Of course Mother’s Day has always been a day to talk to and celebrate my Moms, ordering flowers and sending out cards, texting heartfelt messages to my Mom friends and family. I have always and still do truly feel love, happiness and gratitude for each of them. But now there’s this new scene that’s entered the story. Without even trying or actually wanting to, I now see myself playing a new role in the Mother’s Day play. The woman who wanted to be a mother, but who isn’t, and the tears come. As if adding insult to injury, I experience this grief and sadness, and then start to feel bad. I feel disingenuous in my heartfelt love messages. I feel guilty for feeling sad on a happy day, and even worse, I feel ungrateful.
As someone who practices feeling my emotions and writing about them, I am at peace with the tears. In fact, I welcome them.
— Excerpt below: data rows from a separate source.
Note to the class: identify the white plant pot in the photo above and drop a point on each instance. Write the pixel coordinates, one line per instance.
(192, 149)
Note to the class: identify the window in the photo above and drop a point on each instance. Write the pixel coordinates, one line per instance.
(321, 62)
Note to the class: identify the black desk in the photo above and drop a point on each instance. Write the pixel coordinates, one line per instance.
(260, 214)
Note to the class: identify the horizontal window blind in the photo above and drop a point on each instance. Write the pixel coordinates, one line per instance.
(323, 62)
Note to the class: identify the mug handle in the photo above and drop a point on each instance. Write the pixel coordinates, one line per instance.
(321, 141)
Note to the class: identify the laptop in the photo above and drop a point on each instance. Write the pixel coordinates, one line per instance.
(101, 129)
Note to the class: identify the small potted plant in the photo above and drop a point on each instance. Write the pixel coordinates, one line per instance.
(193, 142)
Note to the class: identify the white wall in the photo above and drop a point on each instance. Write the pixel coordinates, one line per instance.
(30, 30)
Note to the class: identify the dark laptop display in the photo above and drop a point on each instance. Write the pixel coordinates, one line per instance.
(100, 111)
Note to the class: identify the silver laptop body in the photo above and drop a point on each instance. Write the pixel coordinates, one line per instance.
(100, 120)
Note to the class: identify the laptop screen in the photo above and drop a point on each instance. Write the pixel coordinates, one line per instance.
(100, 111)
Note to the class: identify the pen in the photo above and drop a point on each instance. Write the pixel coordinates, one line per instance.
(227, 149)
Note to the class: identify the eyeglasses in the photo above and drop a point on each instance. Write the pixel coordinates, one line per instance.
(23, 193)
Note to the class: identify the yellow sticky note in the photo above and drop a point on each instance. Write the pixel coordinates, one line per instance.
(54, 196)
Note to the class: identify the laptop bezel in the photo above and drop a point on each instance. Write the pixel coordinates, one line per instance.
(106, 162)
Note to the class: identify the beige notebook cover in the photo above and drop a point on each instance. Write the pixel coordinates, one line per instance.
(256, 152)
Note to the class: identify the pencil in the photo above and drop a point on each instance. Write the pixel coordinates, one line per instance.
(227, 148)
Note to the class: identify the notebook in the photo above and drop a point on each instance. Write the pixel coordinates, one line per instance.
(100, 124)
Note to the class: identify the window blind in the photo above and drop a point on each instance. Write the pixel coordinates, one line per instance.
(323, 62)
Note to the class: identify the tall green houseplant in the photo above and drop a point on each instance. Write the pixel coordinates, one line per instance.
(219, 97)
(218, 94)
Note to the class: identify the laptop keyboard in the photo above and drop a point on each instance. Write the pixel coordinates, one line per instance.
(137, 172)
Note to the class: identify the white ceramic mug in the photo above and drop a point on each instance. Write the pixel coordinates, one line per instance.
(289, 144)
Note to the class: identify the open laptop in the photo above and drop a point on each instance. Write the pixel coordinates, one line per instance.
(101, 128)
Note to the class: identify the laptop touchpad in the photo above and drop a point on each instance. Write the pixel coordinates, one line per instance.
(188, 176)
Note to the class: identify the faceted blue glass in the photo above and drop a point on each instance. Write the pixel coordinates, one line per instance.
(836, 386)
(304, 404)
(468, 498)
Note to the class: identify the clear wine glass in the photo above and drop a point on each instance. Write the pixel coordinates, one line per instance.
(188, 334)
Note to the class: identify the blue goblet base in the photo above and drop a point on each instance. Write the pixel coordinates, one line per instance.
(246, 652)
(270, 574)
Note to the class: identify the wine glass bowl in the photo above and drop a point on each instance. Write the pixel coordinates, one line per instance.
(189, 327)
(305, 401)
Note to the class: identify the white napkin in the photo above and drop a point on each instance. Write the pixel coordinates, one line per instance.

I don’t want to repress feelings, but after years of tears for the losses and the fear that I may never become a Mom, I do wonder if they will ever stop flowing? Will I ever solely express love and gratitude today without also clouding it by feeling my own grief? And what to do about the guilt, the shame in my lack of gratefulness for what I do have in life? I wonder when Mother’s Day will go back to being a joyous day of celebration without any heartache and pain. I wonder when I will not feel the longing to be a Mom and the loss of the babies that almost made me one.
What I finally began to see after the tears stopped today was that I have been trying to make Mother’s Day mean what it used to for me, when it has changed. I had to redefine the day and make room for all of it. There’s a new story where both love and grief get to play a role. I don’t have to feel bad for the complicated feelings that arise for me today. I can embody it all. Whether you’re trying to become a mother, you’ll never be a mother, you’ve lost your mother, you never had a loving mother, or you’ve lost a child, you are allowed to feel whatever emotions come up for you today. They are all real, all valid and all deserving to share in today. The grief and pain of these experiences are as much a part of Mother’s Day as is the love.
There’s grief as well as comfort in letting go of the old Mother’s Day. A release of things that used to be or almost were and a welcoming in of the new. I’ve learned to appreciate my own journey and how it adds to the beauty of the new story. Strength, perseverance, open-heartedness, vulnerability, sadness. They don’t take the pain away, but perhaps they create space for me to see how they all make the new Mother’s Day that much richer and that much more my own.